Dunque, come prendere una decisione? Aggiungendo elementi per così dire “immateriali”, ma da tenere presenti.
- L’infanzia non dura per sempre: quando il bambino va all’asilo e ancor più a scuola il tempo per lavorare fuori casa c’è. Può convenire mantenere il posto di lavoro anche se per un anno si va quasi in pari con le spese, perché rientrare è più difficile
- Il lavoro non è solo questione di stipendio: permette di confrontarsi con altre persone fuori casa, di mantenere relazioni sociali e di evitare il rischio di isolamento
- Autonomia: viene spontaneo incrociare le dita e sperare che vada tutto sempre bene, ma anche solo un divorzio può mandare in crisi il bilancio familiare, per non parlare di un licenziamento, una cassa integrazione, l’apparecchio e gli occhiali per il figlio che cresce.

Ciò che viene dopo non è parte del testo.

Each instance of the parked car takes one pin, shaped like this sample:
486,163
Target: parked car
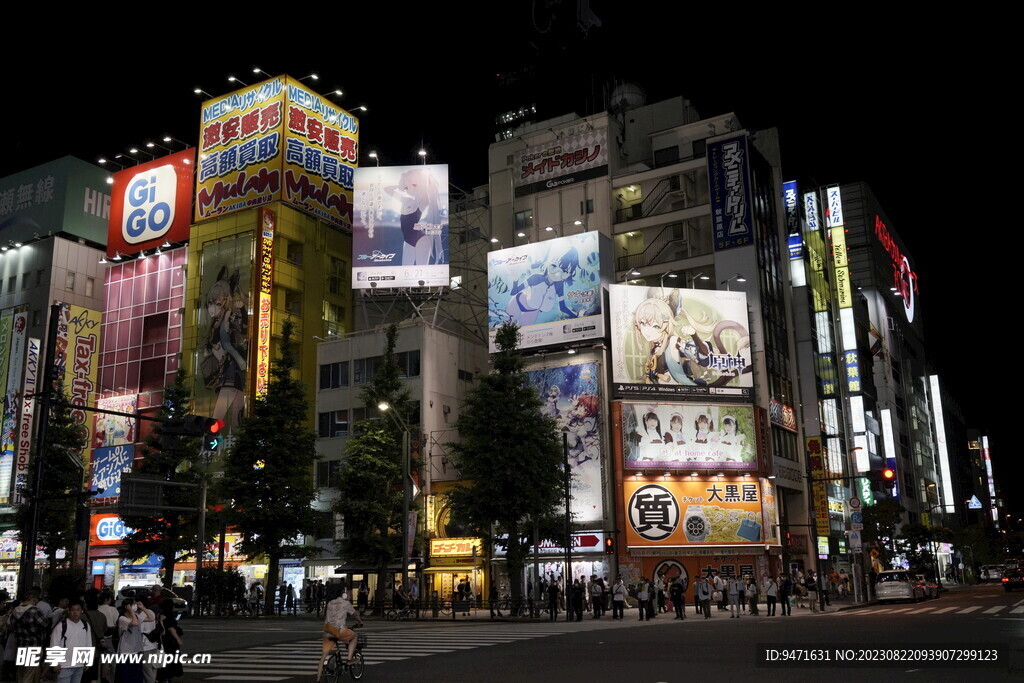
930,588
897,585
1013,579
143,592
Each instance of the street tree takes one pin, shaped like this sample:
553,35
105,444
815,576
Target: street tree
370,487
511,459
267,487
174,459
62,478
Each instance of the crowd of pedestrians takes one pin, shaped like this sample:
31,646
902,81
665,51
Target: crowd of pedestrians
88,620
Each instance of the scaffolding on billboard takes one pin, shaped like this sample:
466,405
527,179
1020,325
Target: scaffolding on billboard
460,308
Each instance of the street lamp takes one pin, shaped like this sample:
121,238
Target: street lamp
407,491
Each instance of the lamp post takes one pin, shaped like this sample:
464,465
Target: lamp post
407,491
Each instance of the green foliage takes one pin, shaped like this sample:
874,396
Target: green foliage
370,484
170,535
62,475
510,457
267,485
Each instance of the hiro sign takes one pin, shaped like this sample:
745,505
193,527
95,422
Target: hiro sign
109,530
151,204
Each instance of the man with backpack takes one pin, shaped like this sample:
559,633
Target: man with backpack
72,633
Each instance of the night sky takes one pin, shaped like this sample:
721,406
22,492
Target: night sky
915,108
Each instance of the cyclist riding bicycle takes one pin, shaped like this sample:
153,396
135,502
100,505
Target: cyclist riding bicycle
335,630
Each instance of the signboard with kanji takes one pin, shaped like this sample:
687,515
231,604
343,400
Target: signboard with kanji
714,511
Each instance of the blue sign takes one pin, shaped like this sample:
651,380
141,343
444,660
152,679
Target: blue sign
729,180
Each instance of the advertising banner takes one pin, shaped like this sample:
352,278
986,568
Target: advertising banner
82,368
400,227
562,162
112,430
12,398
720,511
571,395
152,203
729,181
688,436
108,466
816,459
261,375
276,140
680,343
26,421
222,345
241,144
552,290
322,147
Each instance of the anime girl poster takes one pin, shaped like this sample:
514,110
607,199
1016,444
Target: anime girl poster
111,430
552,290
680,342
571,397
222,343
688,436
400,226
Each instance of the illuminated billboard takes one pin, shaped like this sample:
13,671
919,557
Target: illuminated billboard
276,140
223,340
688,436
552,290
571,395
561,163
680,342
400,226
706,512
151,204
729,181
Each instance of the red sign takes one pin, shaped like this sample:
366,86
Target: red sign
151,204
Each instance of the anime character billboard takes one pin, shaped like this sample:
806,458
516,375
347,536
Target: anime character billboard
571,396
688,436
222,345
680,342
400,226
551,289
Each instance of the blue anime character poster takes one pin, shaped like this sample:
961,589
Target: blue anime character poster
552,290
571,397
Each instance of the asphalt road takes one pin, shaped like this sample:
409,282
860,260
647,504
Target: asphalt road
980,619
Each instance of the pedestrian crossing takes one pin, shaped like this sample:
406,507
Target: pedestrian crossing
935,609
281,662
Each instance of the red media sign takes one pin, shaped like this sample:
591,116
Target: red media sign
151,203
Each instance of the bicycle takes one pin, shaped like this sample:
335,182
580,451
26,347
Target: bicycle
337,665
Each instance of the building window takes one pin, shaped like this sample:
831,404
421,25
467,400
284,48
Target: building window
333,424
328,473
336,274
334,375
524,220
293,302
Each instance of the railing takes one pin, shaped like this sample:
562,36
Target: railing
650,253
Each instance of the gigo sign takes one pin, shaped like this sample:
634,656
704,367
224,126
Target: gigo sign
109,529
152,204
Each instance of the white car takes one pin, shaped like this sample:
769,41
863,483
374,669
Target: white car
897,585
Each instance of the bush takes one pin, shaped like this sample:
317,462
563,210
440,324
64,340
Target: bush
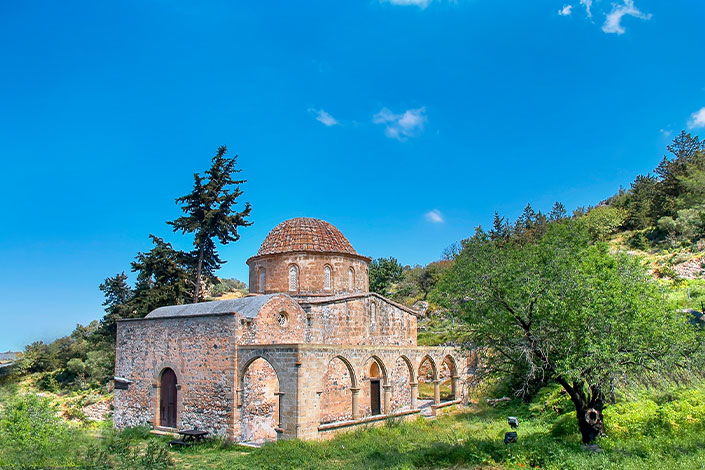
32,435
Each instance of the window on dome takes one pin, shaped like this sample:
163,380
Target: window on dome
262,278
293,278
326,278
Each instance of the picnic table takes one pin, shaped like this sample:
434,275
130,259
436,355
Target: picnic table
189,437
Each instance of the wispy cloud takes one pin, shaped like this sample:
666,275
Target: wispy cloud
324,118
402,126
434,216
613,22
697,119
588,7
419,3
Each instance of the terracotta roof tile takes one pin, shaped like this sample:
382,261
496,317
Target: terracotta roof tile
305,234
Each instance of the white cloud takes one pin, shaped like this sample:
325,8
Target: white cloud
419,3
402,126
697,119
613,22
434,216
324,118
588,5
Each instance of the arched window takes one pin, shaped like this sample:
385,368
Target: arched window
262,279
326,278
373,315
293,278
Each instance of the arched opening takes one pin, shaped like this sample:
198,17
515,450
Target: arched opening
428,382
336,398
261,281
260,413
326,277
375,392
448,376
293,278
167,399
401,381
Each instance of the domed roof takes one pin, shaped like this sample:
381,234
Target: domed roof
305,234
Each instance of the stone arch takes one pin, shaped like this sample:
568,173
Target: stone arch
338,396
260,405
261,280
374,387
427,378
327,277
168,398
448,376
403,386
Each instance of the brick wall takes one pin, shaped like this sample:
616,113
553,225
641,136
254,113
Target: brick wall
200,350
310,273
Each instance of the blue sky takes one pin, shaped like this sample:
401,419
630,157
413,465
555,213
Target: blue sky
405,123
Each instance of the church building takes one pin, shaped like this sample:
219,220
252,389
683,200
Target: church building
308,353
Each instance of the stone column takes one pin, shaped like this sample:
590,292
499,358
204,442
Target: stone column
387,399
356,402
414,394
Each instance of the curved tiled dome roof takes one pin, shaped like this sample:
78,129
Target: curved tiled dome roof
305,234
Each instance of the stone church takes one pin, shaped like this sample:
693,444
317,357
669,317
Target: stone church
308,353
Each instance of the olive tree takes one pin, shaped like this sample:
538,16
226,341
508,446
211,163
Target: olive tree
561,309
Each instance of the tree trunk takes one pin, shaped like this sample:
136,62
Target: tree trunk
197,291
590,421
587,408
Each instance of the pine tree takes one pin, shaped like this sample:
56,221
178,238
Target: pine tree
210,215
558,212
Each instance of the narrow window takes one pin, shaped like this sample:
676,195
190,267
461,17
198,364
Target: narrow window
262,278
373,315
326,278
293,278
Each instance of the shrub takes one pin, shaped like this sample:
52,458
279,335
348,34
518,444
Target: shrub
31,434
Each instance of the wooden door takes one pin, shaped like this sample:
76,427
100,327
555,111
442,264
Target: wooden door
167,399
374,397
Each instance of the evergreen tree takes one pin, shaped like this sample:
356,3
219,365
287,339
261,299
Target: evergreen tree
558,212
210,214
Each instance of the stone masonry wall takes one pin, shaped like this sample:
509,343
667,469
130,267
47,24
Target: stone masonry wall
310,268
200,350
353,321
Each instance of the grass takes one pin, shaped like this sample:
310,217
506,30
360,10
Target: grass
654,431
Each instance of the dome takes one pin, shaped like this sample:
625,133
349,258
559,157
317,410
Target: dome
305,234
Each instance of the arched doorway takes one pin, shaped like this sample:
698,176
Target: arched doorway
167,399
375,390
336,399
260,415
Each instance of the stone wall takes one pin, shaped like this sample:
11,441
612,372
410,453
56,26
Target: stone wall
353,320
200,350
310,273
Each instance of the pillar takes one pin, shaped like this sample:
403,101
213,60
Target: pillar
387,399
356,402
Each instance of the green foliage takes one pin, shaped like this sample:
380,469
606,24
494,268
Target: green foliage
211,215
31,434
383,273
603,221
565,310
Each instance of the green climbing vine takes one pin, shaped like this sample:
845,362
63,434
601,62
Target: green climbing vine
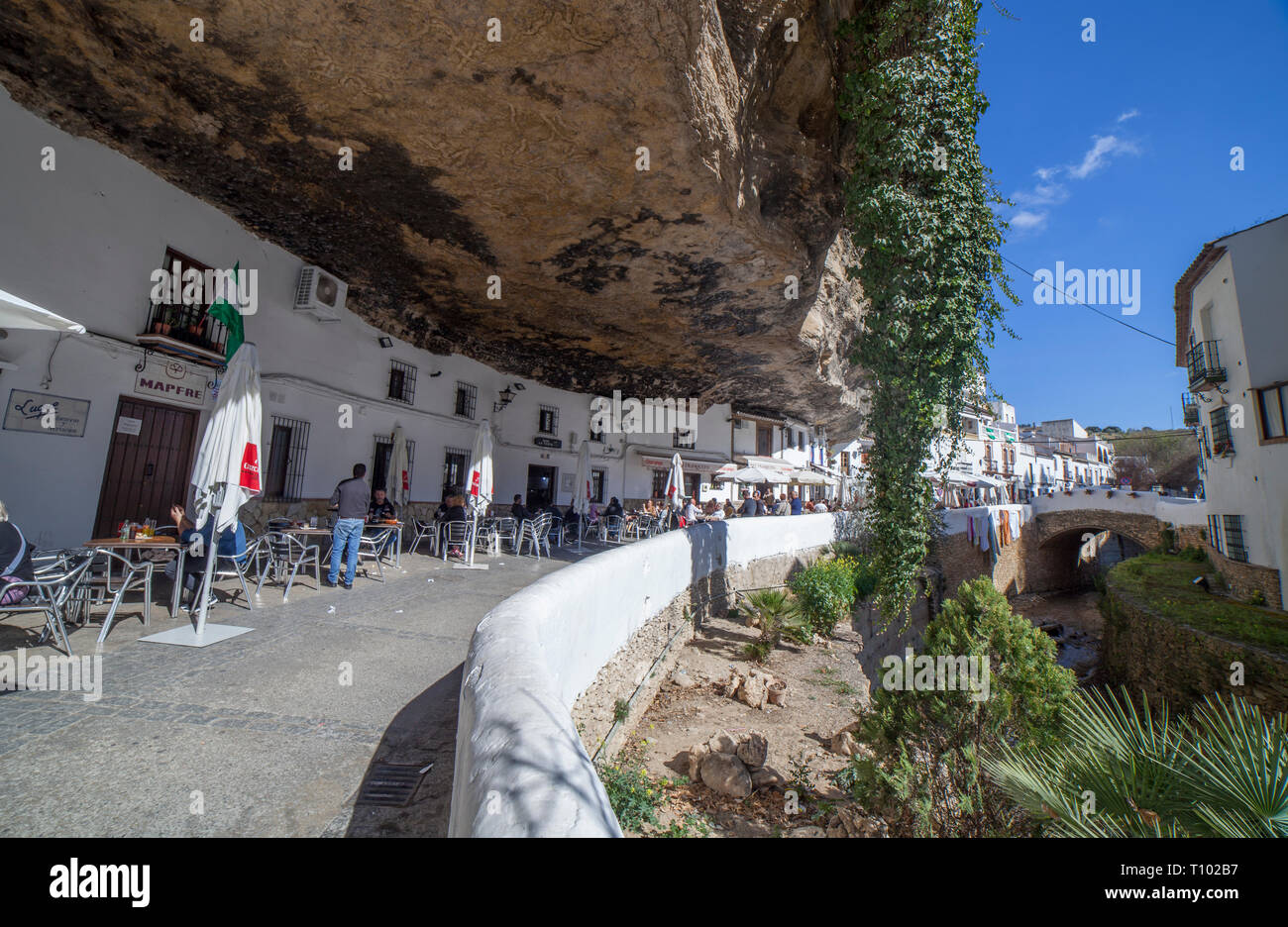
918,207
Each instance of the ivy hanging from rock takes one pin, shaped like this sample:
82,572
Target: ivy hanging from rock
918,206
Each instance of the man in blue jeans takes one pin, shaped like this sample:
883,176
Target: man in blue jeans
351,497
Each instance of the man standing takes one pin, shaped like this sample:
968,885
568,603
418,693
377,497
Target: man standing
351,497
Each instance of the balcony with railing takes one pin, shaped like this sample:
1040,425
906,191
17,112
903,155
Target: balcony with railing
1205,365
1189,410
1223,442
184,331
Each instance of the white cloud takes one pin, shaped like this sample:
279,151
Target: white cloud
1042,194
1104,149
1026,220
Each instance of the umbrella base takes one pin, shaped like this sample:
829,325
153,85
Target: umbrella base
188,636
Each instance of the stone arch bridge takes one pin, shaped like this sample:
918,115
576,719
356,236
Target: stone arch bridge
1046,555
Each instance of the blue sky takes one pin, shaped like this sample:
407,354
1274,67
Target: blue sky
1117,154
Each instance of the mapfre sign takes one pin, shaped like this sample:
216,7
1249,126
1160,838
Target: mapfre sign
172,381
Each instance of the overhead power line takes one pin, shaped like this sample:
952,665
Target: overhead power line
1112,318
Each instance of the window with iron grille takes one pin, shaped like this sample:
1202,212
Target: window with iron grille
287,447
456,464
188,323
467,399
1273,411
1222,442
402,381
382,459
1234,549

Le caratteristiche della famiglia italiana di oggi sono profondamente cambiate. Il nucleo familiare classico, costituito generalmente da una coppia con figli, è in diminuzione mentre aumenta in maniera consistente il numero delle persone sole (+37%): 1 famiglia su 3 oggi è composta da un genitore single. Questo nuovo modello familiare comporta dei profondi mutamenti demografici e sociali come l’invecchiamento della popolazione, l’aumento delle separazioni e dei divorzi e la crescita sostenuta di cittadini stranieri che vivono in famiglie prevalentemente unipersonali come assistenti o badanti. Ma al tempo stesso comporta delle esigenze personali che possono essere soddisfatte solo da un sistema di welfare aziendale che riconosca in modo gratuito i servizi necessari. Gli interventi a sostegno delle famiglie, introdotti dal Legislatore, possono essere d’aiuto. La Legge di Stabilità ha, ad esempio, riconfermato il bonus bebè per le neo mamme, per i genitori adottivi e affidatari per gli anni 2016 e 2017. Si tratta di un contributo mensile di 80 euro che raddoppia per chi ha un reddito ISEE fino a 7.000 euro. Un’altra novità, che potrebbe essere inserita nella prossima Legge di Stabilità, è il bonus bebè fino al 5° anno di età del figlio ed un possibile raddoppio dell’assegno di natalità del 2017 per il primo e secondo figlio. Questi interventi, uniti a quelli riguardanti le politiche attive del lavoro, vanno nella direzione giusta, ma non sono sufficienti se le donne continuano ad essere più penalizzate rispetto agli uomini per il lavoro che svolgono o per il luogo in cui vivono.